Data Comparison in Data Capturing and its Obstacles

Data quality is a paramount pillar in the digital and online marketing sphere. Hence we strive to perfection and compare systems for plausibility. So we can be sure our data captured on a website is trustworthy and we can fully rely our decisions on that information. Giving us intelligence to guide marketing campaigns.

Often the comparison between systems is complex and the outcome not plausible. Which is to different reasons and the very complex structure of dependencies in client- and server-side code. In this article we will very deeply dive into common issues and caveats to be aware of when comparing data.

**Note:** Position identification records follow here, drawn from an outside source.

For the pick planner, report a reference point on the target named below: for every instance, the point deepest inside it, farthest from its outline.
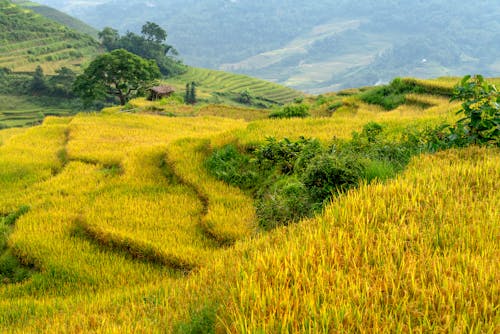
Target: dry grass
(120, 202)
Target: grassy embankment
(30, 39)
(127, 231)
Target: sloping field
(127, 232)
(29, 39)
(210, 81)
(19, 111)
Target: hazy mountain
(317, 45)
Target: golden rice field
(127, 232)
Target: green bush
(292, 110)
(286, 201)
(390, 96)
(229, 165)
(330, 174)
(481, 111)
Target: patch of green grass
(390, 96)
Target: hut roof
(164, 89)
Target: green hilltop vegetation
(58, 16)
(369, 208)
(324, 46)
(29, 39)
(218, 86)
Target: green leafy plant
(481, 111)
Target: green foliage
(190, 96)
(481, 110)
(229, 165)
(329, 174)
(292, 179)
(246, 96)
(149, 45)
(39, 83)
(28, 39)
(285, 201)
(118, 73)
(61, 84)
(390, 96)
(292, 110)
(285, 155)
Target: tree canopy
(118, 73)
(151, 44)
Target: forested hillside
(318, 45)
(29, 39)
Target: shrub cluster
(292, 110)
(391, 96)
(293, 179)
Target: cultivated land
(219, 86)
(29, 39)
(124, 230)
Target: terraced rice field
(29, 39)
(217, 81)
(127, 232)
(19, 112)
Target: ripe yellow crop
(128, 232)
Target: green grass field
(21, 111)
(210, 82)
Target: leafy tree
(109, 38)
(118, 73)
(246, 96)
(193, 92)
(151, 44)
(61, 83)
(190, 96)
(153, 32)
(481, 110)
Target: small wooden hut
(158, 92)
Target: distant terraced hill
(28, 39)
(58, 16)
(223, 85)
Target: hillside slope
(30, 39)
(317, 46)
(59, 17)
(116, 225)
(223, 86)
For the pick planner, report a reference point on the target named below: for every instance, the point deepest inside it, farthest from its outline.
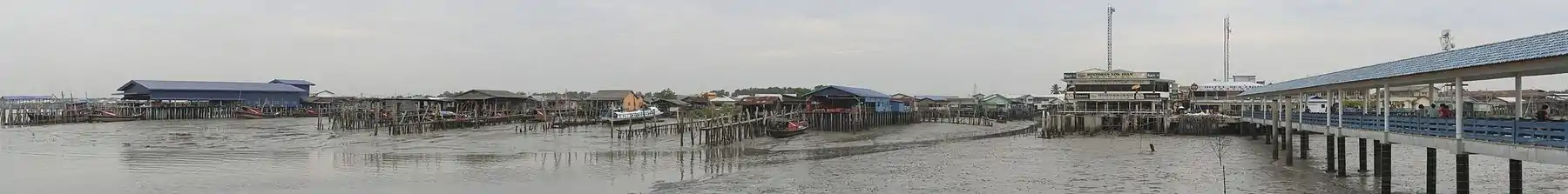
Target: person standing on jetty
(1444, 111)
(1544, 115)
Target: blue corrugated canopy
(25, 97)
(159, 85)
(1532, 47)
(856, 91)
(933, 97)
(294, 82)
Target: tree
(666, 94)
(721, 93)
(774, 90)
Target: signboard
(1115, 96)
(1109, 82)
(1223, 88)
(1087, 76)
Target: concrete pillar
(1432, 171)
(1462, 172)
(1387, 168)
(1515, 177)
(1288, 131)
(1274, 130)
(1362, 143)
(1305, 144)
(1341, 162)
(1328, 152)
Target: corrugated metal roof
(25, 97)
(490, 94)
(609, 96)
(294, 82)
(856, 91)
(1532, 47)
(933, 97)
(160, 85)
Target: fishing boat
(71, 113)
(306, 113)
(791, 129)
(110, 116)
(632, 110)
(447, 119)
(253, 113)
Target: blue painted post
(1460, 157)
(1340, 141)
(1515, 170)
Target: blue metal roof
(1532, 47)
(856, 91)
(159, 85)
(25, 97)
(933, 97)
(294, 82)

As we want to compare apples with apples.

What are the challenges?

Comparing online marketing and intelligence systems, such as tag managers, data capturing platforms, customer data bases, etc. is a very tricky beast. For this article we assume that the compared systems are JENTIS Data Capturing Platform and a secondary system that is not client-side based but a server or database that handles the orders or other customer-data that is accepted to be “complete”. Which by definition is not a fair comparison, as we will see further, but we must strive for the most challenging comparison for the completeness of this topic.

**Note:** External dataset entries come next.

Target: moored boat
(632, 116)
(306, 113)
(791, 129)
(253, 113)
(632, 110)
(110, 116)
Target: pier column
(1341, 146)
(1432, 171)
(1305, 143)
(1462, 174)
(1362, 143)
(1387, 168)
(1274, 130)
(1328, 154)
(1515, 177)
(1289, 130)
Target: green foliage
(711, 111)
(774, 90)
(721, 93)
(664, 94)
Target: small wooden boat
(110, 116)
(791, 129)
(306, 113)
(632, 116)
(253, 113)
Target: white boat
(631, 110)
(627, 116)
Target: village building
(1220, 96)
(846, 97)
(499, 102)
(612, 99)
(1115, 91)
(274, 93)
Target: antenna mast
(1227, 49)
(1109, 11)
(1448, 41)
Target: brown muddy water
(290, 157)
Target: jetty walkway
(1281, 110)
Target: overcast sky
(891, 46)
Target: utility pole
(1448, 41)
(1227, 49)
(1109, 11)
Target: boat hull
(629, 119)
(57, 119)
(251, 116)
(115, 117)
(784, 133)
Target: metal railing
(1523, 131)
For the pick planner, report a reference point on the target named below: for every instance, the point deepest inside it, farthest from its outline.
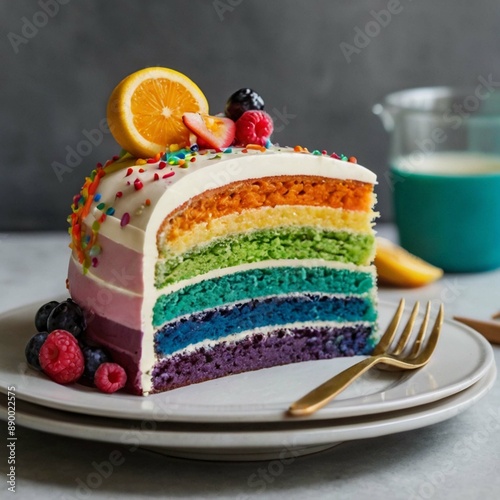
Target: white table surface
(455, 459)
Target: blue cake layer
(248, 315)
(255, 283)
(282, 346)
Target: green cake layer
(269, 244)
(257, 283)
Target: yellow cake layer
(241, 196)
(269, 218)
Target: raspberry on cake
(201, 263)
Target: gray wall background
(60, 60)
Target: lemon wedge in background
(398, 267)
(145, 110)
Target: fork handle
(324, 393)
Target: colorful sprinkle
(125, 219)
(256, 147)
(95, 251)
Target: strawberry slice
(210, 131)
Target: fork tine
(407, 331)
(433, 337)
(421, 333)
(386, 339)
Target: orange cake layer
(268, 192)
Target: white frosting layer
(209, 171)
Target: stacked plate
(243, 417)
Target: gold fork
(383, 355)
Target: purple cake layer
(280, 347)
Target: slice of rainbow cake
(200, 264)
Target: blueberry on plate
(42, 315)
(32, 349)
(242, 100)
(93, 357)
(67, 316)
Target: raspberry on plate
(254, 127)
(110, 377)
(61, 358)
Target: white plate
(260, 441)
(461, 358)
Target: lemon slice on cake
(145, 110)
(398, 267)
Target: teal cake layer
(255, 283)
(268, 244)
(216, 324)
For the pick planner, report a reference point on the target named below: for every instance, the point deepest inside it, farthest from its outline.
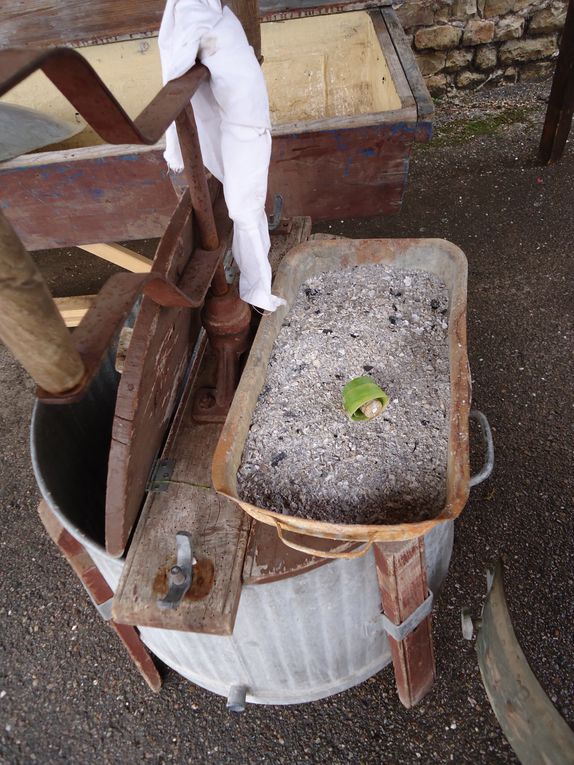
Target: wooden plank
(267, 559)
(73, 309)
(329, 174)
(425, 106)
(560, 109)
(98, 195)
(391, 57)
(61, 22)
(120, 256)
(218, 527)
(150, 386)
(100, 592)
(401, 571)
(65, 22)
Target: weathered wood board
(100, 592)
(65, 22)
(355, 165)
(219, 531)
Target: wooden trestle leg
(100, 592)
(402, 575)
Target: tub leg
(100, 593)
(402, 575)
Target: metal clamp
(179, 576)
(488, 466)
(400, 631)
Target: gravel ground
(303, 455)
(67, 693)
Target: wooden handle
(30, 323)
(319, 553)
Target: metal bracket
(179, 576)
(400, 631)
(161, 474)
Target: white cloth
(232, 115)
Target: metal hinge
(161, 473)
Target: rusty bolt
(177, 575)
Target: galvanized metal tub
(315, 256)
(332, 640)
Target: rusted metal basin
(434, 255)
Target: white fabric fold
(232, 115)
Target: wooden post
(401, 570)
(561, 103)
(30, 323)
(247, 11)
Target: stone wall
(464, 43)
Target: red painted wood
(352, 173)
(401, 571)
(151, 384)
(90, 576)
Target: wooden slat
(219, 530)
(120, 256)
(157, 358)
(355, 172)
(63, 22)
(560, 110)
(392, 59)
(86, 570)
(401, 571)
(425, 106)
(73, 309)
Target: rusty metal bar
(82, 86)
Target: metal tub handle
(488, 466)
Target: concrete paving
(67, 691)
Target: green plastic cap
(359, 393)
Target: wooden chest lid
(72, 22)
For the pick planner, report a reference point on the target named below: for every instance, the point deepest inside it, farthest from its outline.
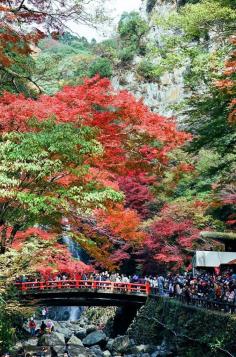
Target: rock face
(169, 89)
(121, 344)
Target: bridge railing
(108, 286)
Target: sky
(117, 8)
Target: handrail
(127, 288)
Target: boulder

Generally a data capturing or tag management platform are relying on client-side JavaScript code, also JENTIS follows this specification that creates rich data while also this method has baked in caveats.

Dependencies and JavaScript Collisions

Dealing with dependencies and potential conflicts in JavaScript, especially in the context of tag management software that interacts with other third-party tools like consent management platforms, can introduce complex challenges. JavaScript environments on websites are highly dynamic and can be prone to collisions and unexpected behavior due to the inclusion of multiple scripts from different sources, managed by entirely different teams and organizations. Here are strategies to handle such scenarios effectively on your website, where JENTIS is implemented.

Be Aware of Dependencies

Essential Dependencies: By design JENTIS respects consent. It does so with native integrations with all popular Consent Management Platform solutions. This is one of many possible dependencies that are required for the data to be processed correctly. If the loading of the CMP fails or it has an error this has an impact on the data captured with JENTIS.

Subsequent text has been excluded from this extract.